- Born: K. Ambika Devi 3 December 1939 (age 86) Travancore, British India
- Occupation: Singer
- Spouse: Chennithala Krishnankutty Nair
- Children: 4
- Parents: K. N. Kesava Pillai (father); C. K. Karthayaini Amma (mother);
- Awards: Kerala Sangeetha Nataka Akademi Award (1992); Kerala Sangeetha Nataka Akademi Fellowship (2010);
- Musical career
- Genres: Carnatic music
- Instrument: Vocals

= Palkulangara Ambika Devi =

Indian Carnatic musician (born 1939)

Palkulangara K. Ambika Devi is an Indian Carnatic singer and music teacher from Kerala. She won the Kerala Sangeetha Nataka Akademi Award 1992 and the Kerala Sangeetha Nataka Akademi Fellowship for the year 2010, from the Kerala Sangeetha Nataka Akademi, Government of Kerala. She also won many other awards and honors including Best Musician Award (1973) and Sangeetha Kala Acharya title from the Madras Music Academy, Chennai.

== Biography ==
K. Ambika Devi was born on December 3, 1939, in Thiruvananthapuram, Kerala, to K. N. Kesava Pillai and C.K. Karthayaini Amma. Although her father, Kesava Pillai, who was the head accountant in the Travancore palace, and her other brothers were very strict, seeing her interest in music, everyone agreed to teach her music. Her mother Karthiyaniyamma was also a singer. She started studying classical music from the age of nine.

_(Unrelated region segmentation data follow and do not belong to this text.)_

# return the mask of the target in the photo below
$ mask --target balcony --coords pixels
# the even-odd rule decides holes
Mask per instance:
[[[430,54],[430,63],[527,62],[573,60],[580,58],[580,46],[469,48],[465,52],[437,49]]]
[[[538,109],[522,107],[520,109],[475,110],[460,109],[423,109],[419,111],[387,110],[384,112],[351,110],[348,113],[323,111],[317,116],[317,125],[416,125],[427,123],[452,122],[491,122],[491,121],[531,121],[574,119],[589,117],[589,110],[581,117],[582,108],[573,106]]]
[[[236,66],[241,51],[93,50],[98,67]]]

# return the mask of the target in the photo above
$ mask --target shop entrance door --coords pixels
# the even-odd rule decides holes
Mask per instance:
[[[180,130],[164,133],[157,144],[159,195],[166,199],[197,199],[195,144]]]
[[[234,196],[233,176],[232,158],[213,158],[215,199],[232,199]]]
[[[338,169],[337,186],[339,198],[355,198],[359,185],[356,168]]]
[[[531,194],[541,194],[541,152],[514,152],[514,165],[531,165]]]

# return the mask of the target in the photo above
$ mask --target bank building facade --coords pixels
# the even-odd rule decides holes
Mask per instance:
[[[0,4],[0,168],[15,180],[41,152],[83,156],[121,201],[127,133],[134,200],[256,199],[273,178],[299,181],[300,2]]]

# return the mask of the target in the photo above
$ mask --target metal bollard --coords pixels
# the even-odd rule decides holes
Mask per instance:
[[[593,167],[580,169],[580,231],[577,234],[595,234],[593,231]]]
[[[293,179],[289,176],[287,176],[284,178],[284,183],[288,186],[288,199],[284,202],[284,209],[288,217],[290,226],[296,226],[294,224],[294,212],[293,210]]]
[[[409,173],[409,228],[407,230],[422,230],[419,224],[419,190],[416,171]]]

She started her musical studies at a very young age and later joined the Swathi Thirunal College of Music, Thiruvananthapuram for higher studies, from where she passed the Gana Bhushanam and Vidwan courses with first rank in 1959. When she passed seventh grade, it was her brother Sethuraman who took her to a music college. She studied music under the tutelage of eminent people like Semmangudi Srinivasa Iyer, C. S. Krishna Iyer, Parassala B. Ponnammal, and Nellai T. V. Krishnamoorthy.

=== Personal life ===
Ambika Devi married Chennithala Krishnankutty Nair, who was a professor of mridangam at the Swathi Thirunal Government Music College where she studied. They have four children, Harikrishnan, Shyamakrishnan, Swathi Krishnan and Purandarakrishnan. Their son Harikrishnan R., a Carnatic violinist was also worked and retired as principal of the Swathi Thirunal College of Music. Another son Shyamakrishnan is a mridangam player.

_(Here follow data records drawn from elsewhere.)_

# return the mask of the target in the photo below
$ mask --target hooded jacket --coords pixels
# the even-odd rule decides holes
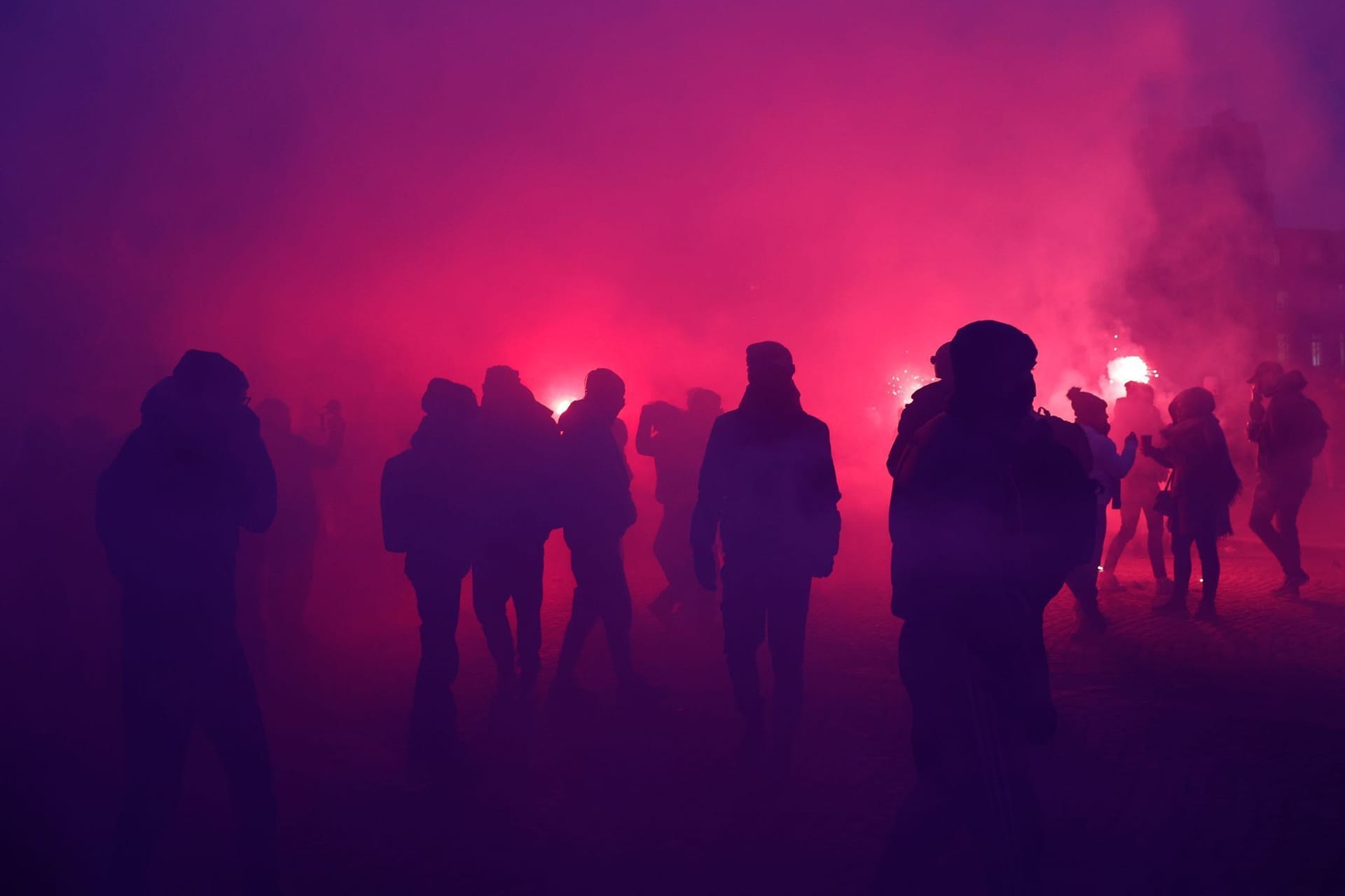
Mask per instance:
[[[586,398],[561,414],[561,520],[568,541],[620,539],[635,524],[631,467],[617,431]]]
[[[231,625],[238,529],[276,516],[276,472],[257,415],[161,380],[98,478],[95,521],[124,611]]]
[[[1256,469],[1305,486],[1313,478],[1313,458],[1321,454],[1328,431],[1317,402],[1303,394],[1306,388],[1307,380],[1299,371],[1284,373],[1267,390],[1270,402],[1264,414],[1254,406],[1247,424],[1247,438],[1258,447]]]
[[[736,411],[710,429],[701,465],[691,543],[725,563],[746,560],[831,572],[841,544],[841,489],[827,424],[803,411],[799,392],[748,386]]]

She lives in her house 'Shaleenam' in Thycaude, Thiruvananthapuram.

==Career==
Ambika Devi, who qualified from the College of Music, worked as a teacher in the same institution and retired from there in 1995, as the department head of music, after 32 years of service. She then served as a reader at Sree Sankaracharya University of Sanskrit and as a visiting guest faculty in the music department of the University of Kerala. Vaiyankara Madhusudhanan, Mavelikkara Subramaniam, singer G. Venugopal, Varkala C.S. Jayaram and many other are among her disciples.

Ambika Devi also performed concerts while working as a music teacher. She is one of the prominent people who popularized Malayalam kirtans at a time when Sanskrit was prevalent in the Carnatic music scene. She used the works of Swathi Thirunal and others for this.

Ambika Devi, who has performed at various venues across the country, is famous for her 'Kshetranjali' music program, which brings together prominent temples in Kerala.

== Awards and honors ==
Ambika Devi, who won first place at the national level in a music competition conducted by All India Radio, in 1958, is also the first Malayali to receive an award from the President of India. She received award from Dr. Rajendra Prasad, first president of India. She won the Kerala Sangeetha Nataka Akademi Award in 1992. In 2012, she received the Kerala Sangeetha Nataka Akademi Fellowship for the year 2010, the highest award of Kerala Sangeetha Nataka Akademi, Government of Kerala.

In 2012, she received MS Subbulekshmi Award instituted by the Sree Krishna Natya Sangeetha Academy. In 2021, she received the Sangeetha Prabhakara award. In 2025, she has been awarded the Srinatraja Sangeetha Sabha Award instituted by the Srinatraja Sangeetha Sabha.

Ambika Devi received the Best Musician Award from the Madras Music Academy in 1973. In 2024, the Madras Music Academy conferred on her the title of Sangeetha Kala Acharya.

While speaking at a felicitation ceremony organized by the Vayalar Ramavarma Cultural Centre to honour Ambika Devi on World Music Day, Kerala state Food Minister G. R. Anil has said that Palkulangara Ambika Devi is a great musician who Kerala should respect.